The lights are called glim lights.

All the time I’ve been walking, I’ve felt a little dizzy. If I had food in my stomach, it might not stay there. Everything starts to feel really strange. I lean forward, then back, then sideways. My feet start to lift up from the surface. One foot stretches down and accidently kicks off and I start spinning. Up and down are going away. I’m moving along the tube, faster and faster, and I bump along like a ball, then start spinning, bounce off and hit the opposite side…. And after a few more bumps, I’ve caught up with the corridor, or the corridor with me, and I’m just floating, barely moving at all.

The dizziness is impossible to deal with, because dizzy makes you want to fall down—and without a down, just forward and back, dizzy means I might spin completely around and start walking—I mean, floating—back where I came from.

Necessary to pay attention to the little random patterns of lights. Fortunately I seem to have sharp eyesight and can tell if I’m turning around. I’m not.

But there won’t be any more sleeping, not until up and down come back.

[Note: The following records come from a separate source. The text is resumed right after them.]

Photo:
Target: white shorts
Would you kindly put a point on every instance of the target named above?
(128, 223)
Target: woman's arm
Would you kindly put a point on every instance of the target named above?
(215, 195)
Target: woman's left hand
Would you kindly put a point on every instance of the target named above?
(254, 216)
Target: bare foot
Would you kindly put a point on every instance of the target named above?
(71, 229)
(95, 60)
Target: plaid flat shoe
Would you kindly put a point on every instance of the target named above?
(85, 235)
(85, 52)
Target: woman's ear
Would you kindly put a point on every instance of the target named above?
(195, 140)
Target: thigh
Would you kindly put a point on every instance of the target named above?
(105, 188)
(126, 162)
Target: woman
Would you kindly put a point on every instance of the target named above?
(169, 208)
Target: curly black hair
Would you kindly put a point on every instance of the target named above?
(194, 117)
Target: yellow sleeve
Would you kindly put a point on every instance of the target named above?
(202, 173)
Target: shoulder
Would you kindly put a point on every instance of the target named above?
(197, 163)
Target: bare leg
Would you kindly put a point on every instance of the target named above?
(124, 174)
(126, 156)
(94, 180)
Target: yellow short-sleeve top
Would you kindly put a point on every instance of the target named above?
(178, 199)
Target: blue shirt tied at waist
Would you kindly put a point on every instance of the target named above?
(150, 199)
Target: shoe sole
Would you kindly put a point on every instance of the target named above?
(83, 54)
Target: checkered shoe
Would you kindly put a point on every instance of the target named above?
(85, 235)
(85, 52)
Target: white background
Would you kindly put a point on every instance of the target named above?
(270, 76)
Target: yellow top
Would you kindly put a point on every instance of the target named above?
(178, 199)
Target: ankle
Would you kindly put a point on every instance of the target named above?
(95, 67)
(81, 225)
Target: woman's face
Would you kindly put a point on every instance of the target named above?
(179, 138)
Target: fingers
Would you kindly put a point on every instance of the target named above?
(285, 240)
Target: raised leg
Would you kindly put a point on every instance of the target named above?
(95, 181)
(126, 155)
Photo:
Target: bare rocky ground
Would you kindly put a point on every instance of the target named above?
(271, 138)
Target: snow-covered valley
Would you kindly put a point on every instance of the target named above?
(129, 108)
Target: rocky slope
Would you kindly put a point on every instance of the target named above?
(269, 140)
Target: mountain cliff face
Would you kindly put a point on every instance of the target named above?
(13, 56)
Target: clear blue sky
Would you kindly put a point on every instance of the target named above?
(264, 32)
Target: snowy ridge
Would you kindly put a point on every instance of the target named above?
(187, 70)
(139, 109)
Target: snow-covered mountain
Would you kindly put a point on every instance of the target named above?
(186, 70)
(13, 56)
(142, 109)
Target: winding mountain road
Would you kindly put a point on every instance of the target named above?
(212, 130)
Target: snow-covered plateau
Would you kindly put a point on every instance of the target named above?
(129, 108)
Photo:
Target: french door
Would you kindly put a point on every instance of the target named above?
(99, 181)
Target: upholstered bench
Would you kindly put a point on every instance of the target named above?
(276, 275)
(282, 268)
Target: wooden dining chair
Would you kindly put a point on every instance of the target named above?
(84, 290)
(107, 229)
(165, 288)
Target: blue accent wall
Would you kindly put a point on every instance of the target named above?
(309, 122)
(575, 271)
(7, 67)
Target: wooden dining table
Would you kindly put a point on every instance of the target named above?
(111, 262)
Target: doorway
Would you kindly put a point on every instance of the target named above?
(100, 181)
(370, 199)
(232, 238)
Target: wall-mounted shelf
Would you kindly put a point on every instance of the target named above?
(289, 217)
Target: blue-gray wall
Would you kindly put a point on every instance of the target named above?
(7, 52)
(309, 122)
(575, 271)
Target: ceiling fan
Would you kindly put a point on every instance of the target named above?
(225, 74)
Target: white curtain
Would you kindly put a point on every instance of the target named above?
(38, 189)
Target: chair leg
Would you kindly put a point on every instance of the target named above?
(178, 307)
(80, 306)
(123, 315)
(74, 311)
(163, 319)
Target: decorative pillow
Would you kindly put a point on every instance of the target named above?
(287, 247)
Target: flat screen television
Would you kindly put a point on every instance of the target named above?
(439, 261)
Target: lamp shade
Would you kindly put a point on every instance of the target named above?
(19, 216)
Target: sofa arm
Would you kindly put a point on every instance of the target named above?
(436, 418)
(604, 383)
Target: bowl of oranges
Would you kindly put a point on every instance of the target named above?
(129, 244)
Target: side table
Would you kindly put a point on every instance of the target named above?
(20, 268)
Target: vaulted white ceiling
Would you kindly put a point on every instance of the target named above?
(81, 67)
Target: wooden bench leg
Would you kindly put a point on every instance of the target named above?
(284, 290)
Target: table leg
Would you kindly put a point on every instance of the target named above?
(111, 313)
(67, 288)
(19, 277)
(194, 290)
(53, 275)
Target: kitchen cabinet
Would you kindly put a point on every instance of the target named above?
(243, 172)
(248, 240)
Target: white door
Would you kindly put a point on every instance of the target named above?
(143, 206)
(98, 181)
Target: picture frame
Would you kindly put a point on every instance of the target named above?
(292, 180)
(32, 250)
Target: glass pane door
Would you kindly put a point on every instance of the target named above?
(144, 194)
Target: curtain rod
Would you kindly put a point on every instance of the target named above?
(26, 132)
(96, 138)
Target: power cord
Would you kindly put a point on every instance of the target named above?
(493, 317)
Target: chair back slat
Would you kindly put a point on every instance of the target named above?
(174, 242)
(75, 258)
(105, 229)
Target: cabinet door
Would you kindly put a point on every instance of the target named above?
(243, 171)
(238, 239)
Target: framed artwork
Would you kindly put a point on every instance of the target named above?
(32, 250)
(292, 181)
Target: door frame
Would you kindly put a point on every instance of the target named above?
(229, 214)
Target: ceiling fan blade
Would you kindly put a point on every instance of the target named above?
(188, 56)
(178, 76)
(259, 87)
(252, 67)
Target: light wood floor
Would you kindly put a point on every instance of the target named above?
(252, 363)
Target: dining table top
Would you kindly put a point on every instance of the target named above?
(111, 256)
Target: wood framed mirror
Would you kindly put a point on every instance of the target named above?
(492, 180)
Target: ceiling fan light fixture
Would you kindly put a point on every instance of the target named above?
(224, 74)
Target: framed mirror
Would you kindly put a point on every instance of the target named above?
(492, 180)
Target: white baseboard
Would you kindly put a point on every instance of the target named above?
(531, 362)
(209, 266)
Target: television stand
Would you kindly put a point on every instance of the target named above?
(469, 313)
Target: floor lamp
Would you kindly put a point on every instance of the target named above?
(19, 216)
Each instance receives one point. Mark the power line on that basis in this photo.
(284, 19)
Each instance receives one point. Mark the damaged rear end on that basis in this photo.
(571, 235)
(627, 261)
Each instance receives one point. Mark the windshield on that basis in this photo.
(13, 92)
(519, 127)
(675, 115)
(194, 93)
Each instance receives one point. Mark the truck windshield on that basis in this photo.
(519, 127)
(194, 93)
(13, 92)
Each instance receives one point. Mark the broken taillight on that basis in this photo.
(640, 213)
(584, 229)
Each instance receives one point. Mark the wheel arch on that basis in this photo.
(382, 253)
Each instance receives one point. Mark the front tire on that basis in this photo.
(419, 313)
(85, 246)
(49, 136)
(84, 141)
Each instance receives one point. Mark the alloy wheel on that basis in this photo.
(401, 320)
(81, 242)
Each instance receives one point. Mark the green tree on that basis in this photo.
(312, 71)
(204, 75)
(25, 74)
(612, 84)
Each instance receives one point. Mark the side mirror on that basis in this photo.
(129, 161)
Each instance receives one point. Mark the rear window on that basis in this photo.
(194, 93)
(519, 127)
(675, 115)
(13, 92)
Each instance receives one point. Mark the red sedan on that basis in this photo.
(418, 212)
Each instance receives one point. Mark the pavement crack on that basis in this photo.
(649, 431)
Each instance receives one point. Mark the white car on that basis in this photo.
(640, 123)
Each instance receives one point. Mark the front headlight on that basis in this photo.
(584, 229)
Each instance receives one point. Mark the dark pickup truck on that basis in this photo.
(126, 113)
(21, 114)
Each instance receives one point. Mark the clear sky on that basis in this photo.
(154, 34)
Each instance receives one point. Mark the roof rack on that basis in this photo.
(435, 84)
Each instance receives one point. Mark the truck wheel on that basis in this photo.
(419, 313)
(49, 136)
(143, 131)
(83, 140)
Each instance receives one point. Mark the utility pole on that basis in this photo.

Now, how to move! I push away from one side to the other, using my hands. I can wave my arms, but they weren’t made for flying. I’m naked, so I can’t take off my shirt or my pants or my jumper or whatever the hell and flap them like a sail. That probably wouldn’t work anyway.

But there is friction—the first teacher word that turns out to be useful. It hurts to push against the tunnel with my bare feet and hands—they’re still raw from the cold—but with some practice, I manage to control both orientation and direction. I learn the trick of drifting and echoing along the lazy curve.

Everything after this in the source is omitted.